思わず、情けない声で女のような悲鳴をあげた。
『脚がない。脚がない。脚がない。脚がない。脚がない。脚がない。脚がない。脚がない。脚がない。脚がない。脚がない。脚がない。脚がない。脚がない。脚がない。脚がない。脚がない。脚がない。脚がない。脚がない。脚がない。脚がない。脚がない。脚がない。脚がない。脚がない。脚がない。脚がない。』
今自分が置かれている状況など考えられるわけがない。
昨日まで付いていた脚が切り取られ、そこに血が固まった包帯が何十にも巻かれているのだ。

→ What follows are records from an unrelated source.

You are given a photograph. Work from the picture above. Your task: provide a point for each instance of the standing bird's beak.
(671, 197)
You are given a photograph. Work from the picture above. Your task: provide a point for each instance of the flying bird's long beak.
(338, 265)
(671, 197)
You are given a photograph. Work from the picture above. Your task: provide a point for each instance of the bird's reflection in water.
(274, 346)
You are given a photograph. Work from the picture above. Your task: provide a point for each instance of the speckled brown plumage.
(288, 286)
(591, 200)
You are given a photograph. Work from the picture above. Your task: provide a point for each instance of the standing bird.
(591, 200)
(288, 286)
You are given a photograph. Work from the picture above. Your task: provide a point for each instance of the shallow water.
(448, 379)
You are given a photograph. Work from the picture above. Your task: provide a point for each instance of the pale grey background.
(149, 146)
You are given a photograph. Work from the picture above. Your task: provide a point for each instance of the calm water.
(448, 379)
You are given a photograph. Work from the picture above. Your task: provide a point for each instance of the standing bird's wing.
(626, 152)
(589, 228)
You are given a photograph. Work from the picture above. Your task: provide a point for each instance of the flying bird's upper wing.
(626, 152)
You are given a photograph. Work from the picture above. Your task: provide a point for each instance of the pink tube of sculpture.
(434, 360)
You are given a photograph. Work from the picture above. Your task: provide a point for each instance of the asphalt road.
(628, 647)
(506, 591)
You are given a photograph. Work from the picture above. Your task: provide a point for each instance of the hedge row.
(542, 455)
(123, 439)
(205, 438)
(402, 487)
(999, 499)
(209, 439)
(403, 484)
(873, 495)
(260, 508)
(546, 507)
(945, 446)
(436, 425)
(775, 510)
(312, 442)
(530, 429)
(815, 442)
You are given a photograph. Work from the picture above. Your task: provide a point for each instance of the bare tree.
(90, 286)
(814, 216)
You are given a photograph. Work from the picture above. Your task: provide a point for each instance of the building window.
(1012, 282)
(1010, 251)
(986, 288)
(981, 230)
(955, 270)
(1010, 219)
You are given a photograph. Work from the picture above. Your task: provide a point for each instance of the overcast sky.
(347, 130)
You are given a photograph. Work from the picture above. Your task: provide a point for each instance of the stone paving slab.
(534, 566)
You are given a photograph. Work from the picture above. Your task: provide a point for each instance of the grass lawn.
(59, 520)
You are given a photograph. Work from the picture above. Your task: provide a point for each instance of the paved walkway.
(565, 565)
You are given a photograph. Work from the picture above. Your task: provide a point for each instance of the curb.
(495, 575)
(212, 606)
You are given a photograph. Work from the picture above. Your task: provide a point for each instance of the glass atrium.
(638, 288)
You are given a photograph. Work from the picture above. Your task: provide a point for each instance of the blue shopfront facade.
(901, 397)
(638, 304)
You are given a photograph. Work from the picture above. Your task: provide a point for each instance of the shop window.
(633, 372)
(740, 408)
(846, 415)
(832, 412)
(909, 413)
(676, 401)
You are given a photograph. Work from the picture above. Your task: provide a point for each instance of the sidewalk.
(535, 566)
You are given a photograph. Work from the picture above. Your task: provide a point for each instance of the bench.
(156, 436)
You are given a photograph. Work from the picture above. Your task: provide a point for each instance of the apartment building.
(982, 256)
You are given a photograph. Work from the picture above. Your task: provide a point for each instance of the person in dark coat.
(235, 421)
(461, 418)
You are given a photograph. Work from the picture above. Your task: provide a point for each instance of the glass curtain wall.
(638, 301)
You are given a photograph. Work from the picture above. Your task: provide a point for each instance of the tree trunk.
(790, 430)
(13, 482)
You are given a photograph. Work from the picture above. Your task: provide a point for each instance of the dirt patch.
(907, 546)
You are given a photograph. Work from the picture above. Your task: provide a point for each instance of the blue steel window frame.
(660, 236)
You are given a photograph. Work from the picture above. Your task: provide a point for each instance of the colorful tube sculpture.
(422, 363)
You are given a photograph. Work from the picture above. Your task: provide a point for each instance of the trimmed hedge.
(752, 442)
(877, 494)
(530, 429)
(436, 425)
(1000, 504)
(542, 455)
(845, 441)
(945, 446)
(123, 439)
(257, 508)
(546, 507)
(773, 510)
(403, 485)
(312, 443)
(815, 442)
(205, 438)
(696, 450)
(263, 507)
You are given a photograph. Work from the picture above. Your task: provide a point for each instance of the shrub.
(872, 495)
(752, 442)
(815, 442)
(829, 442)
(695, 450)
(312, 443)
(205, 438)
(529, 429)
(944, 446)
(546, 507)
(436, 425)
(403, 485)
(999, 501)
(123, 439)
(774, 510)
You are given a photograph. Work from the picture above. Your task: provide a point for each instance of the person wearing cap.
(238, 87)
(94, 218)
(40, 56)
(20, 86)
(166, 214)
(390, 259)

叫び声を聞きつけた看護服の女が困った顔をして入ってきた。
「大丈夫ですよ。みんな片足くらいじゃ死にませんでしたから。」
DNA鑑定の結果、今朝見つかった若い男性のものとみられる左腕が、2年前に見つかったバラバラ殺人事件の被害者ものと一致した。
被害者は恐らく監禁され生かされており、何らかの理由で左腕を切断されたとみられる。
まだ、右腕と頭部や腹部など見つかっていないことから捜査が再開された。
同じ様な被害者が他にも複数名いることがわかっており、犯人は同一人物ではないかという線で捜査されているが一向に足取りはつかめない。